Bottle also encouraged the Elders to approach youth with tobacco instead of waiting for youth to approach them.
“It is not only young people’s responsibility to take tobacco to an Elder,” Bottle said. “It is also the responsibility of an Elder to take tobacco to young people if they have knowledge and they see somebody strong to carry it.”
Bottle recently received tobacco from an Elder.
“I felt so loved by them,” Bottle said. “They wanted to come and give me tobacco to share with me. I gave them time to talk to me. What I received was ancient knowledge of the clans. Sixteen songs were given to me during that Ogichidaa fire.”
Bottle also called for those who have lost their language to strive to reclaim it.
“It is up to you to feed that fire inside to retrieve your language,” Bottle said. “To use both eyes to see when someone is talking.”
The Elders and Youth Round Table was hosted by Lakehead University’s Office of Aboriginal Initiatives in conjunction with Aboriginal Cultural and Support Services. Topics included: relationship building, cultural programming, culture in institutions, meaningful teachings, language programming and knowledge transfer.
Metis Senator Bob Mckay suggested the development of an Elders handbook, similar to the Elders Handbook produced by the Northern Ontario School of Medicine, to fill the gap between youth and Elders.
“All the information is in that handbook for the people who want to talk with an Elder,” McKay said. “It is very important and I would like to see the university to come up and produce an Elders handbook.”

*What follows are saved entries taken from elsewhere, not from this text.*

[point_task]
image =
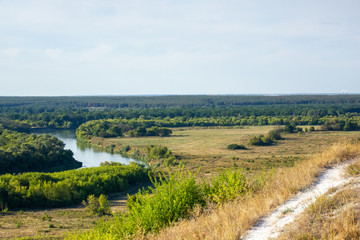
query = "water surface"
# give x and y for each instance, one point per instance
(83, 153)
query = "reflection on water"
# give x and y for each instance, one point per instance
(82, 152)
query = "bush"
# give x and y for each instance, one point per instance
(226, 186)
(99, 206)
(260, 141)
(172, 198)
(34, 190)
(235, 147)
(275, 134)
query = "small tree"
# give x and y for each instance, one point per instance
(100, 206)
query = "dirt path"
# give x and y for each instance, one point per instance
(270, 226)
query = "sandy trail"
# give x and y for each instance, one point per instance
(270, 226)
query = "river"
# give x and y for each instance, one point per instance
(82, 153)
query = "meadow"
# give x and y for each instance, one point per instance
(206, 147)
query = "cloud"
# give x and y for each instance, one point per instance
(10, 52)
(53, 53)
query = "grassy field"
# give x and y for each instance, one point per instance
(56, 223)
(207, 147)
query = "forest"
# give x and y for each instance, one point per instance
(222, 137)
(21, 152)
(46, 190)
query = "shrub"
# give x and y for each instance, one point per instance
(226, 186)
(173, 197)
(275, 134)
(100, 206)
(260, 141)
(235, 147)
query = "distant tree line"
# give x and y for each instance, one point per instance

Sagkeeng Elder Freda McDonald said Anishinabemowin is important for connecting people together because it comes from the heart.
“The language was given to us as a heritage and it is the root of our people,” said the member of the Spirit Wheel Singers. “It is very important for all of us Anishinabe to learn the language. I have lost a lot of the language myself, but I keep studying it and try to learn more and more.”
Pic River Elder Beatrice Twance-Hynes said she feels a “sense of peace” whenever somebody offers her tobacco.
“I feel like I know what I have to do,” said Twance-Hynes, who is also a member of the Spirit Wheel Singers. “Sometimes the answer doesn’t always come. When you go to talk with an Elder, the Elder may not have the answer right away to what you are asking. The Elder may have to go back to reflect and pray on what needs to be shared.”
Pic River Elder Raphael Moses encouraged others to share their traditional knowledge.
“I spent many years travelling — I doctored many people in Ontario, Manitoba and Quebec in the last 34 years,” Moses said, noting he recently published a book on traditional medicines after seeing many of his friends passing on across the north without sharing their knowledge.
“It’s hard to find young ones to follow; I’ve been asking young people to come sit with me and I will teach you what I know, but it is very hard.”